I went through four different attorneys in Texas in the last six months trying to help my friend. The only one who was especially helpful was the legal aid attorney whom I spoke to in the beginning. Unfortunately, because of his huge case load, he was transferred before her case went to court. I then went through a series of private attorneys, and I could only say I was reminded of a comment someone made about the attorney for a certain celebrity: He was good at getting someone out of jail when their time was up, and that was the way I felt about the attorneys I dealt with. I was shocked to find that, even as an attorney, I couldn't get a telephone call returned. I actually called one attorney seven days in a row before I finally got to speak with him. I realize that these attorneys deal strictly with people in prison, and are not used to getting calls from their clients, or from their families who don't even know where their loved one is located.
In any event, I was able to speak with my friend every night. We even set up conference calls. She organized a line of women each night, and I would call El Salvador, Honduras, Guatemala, Miami, New Orleans and California, etc., so that her fellow prisoners could advise their families where they were and speak to them for a short time. At least that part of the experience was very fulfilling. There was no surprise for me that she behaved like a mother hen, even in prison, and helped so many people around her. I find myself worrying how they are doing now that she is not there.
The end of the story hasn't been written, but she finally was released and is now with me.

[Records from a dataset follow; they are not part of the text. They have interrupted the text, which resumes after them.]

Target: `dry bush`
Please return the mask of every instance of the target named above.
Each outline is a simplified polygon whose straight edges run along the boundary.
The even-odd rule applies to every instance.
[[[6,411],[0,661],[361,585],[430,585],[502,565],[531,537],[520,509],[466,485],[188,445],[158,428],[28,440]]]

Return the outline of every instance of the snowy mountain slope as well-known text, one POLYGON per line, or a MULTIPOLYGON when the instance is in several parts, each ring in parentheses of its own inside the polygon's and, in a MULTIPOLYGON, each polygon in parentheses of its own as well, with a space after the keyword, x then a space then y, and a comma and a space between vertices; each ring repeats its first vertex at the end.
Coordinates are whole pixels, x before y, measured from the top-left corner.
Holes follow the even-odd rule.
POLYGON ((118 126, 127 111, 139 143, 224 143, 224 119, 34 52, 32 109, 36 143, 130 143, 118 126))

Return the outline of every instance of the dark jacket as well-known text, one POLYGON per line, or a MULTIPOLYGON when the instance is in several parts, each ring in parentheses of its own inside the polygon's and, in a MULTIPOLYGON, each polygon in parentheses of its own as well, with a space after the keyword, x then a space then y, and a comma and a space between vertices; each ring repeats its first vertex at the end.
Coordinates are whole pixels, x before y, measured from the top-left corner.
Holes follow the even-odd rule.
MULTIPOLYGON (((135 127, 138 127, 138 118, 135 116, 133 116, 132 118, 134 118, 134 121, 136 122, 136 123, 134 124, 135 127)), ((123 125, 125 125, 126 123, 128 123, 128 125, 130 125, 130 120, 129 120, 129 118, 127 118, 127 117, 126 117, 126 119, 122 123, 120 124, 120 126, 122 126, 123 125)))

We have decided that we want to spend the rest of our lives together and I'm proud to have now made her my wife. As we have been told by my friend, an immigration lawyer here in New York, it won't help her immigration status because she has already been deported twice, and so it may mean that I will have to pack and become a Honduran.
We are all descended from immigrants, and we need to remember that. I am proud of the fact that I live in the New York City and surrounding area where, more often than not, people realize the importance of these new immigrants. In 1997, I wrote a column saying that older people in the community owe a debt of gratitude to the immigrants who care for them at home when no one else will. Many an older person is still living at home because of these people, when without them they might be shuffled off to a nursing home.
Che Guevara once said that he dreamed of the day when there would be no borders. Right now that seems like just a dream. My hope is that Jacob Smith's generation will succeed where mine and following generations have failed. Maybe then we can truly have one world, one people.